History of Christmas
Here begins a series of articles on the history of Christmas.
The Advent Season (Advent means the “coming” of the Christ Child) is marked by the four Sundays before Christmas and is celebrated in the church calendar as one the most festive seasons of the year. This year, because Christmas itself falls on a Monday, Advent starts three weeks before Christmas, or next Sunday.
As we shall see, many of the traditions, customs, and stories of the Advent Season have Christian roots while others have non-Christian sources. Some are legendary, and others are firmly rooted in history.
Ironically, the date for the Nativity — upon which our Western calendar system is based — is not known with certainty. The Feast of Christmas was not an early festival for the church, as Resurrection Sunday (Easter) was and did not see general observance until the 4th century.

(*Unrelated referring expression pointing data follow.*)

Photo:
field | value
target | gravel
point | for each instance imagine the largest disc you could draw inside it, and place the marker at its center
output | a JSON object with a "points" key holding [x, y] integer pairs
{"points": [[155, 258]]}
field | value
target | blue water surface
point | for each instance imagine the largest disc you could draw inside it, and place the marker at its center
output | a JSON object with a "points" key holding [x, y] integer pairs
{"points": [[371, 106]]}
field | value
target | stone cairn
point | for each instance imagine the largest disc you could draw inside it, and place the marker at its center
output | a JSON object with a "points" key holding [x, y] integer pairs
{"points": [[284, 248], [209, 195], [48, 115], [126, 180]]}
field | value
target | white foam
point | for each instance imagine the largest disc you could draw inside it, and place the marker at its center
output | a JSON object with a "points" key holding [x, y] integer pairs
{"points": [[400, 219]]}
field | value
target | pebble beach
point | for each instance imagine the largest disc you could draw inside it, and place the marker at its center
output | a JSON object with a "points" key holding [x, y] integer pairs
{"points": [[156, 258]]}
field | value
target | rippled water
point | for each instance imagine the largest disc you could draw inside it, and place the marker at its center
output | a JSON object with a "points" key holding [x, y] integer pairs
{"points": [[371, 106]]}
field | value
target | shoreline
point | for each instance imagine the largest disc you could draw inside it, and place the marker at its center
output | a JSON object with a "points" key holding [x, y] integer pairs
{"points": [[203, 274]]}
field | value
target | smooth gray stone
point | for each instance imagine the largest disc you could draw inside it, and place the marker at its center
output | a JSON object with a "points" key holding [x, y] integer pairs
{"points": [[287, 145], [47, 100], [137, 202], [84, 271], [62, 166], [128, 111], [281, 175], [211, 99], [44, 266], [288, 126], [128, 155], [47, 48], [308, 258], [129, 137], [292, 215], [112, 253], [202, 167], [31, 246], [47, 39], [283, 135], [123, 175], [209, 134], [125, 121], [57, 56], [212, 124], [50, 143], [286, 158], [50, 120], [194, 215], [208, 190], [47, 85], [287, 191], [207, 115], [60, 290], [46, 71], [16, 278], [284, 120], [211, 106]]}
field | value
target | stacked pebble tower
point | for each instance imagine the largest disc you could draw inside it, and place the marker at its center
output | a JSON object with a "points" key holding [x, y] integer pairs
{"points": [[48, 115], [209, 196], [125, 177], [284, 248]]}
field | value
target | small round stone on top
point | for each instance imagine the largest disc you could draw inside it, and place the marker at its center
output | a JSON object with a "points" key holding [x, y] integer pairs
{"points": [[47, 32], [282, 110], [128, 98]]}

It was not until the early part of the 5th century that the western church agreed upon the current date of December 25. Historians believe this date was picked to supplant the pagan holiday Saturnalia that was celebrated by the Romans and whose many customs survive today: evergreen, holly, mistletoe, feasting and gift exchanges.
The 25th of December, the ancient date for their winter solstice, was celebrated as the birthday of the unconquerable sun or natalis invicti solis when the sun’s transit was in the lowest point on the horizon with the shortest “day” of the year and then with longer days coming began its transit northward. Under the Christian calendar the 25th was to become known as the birth of the unconquerable Son.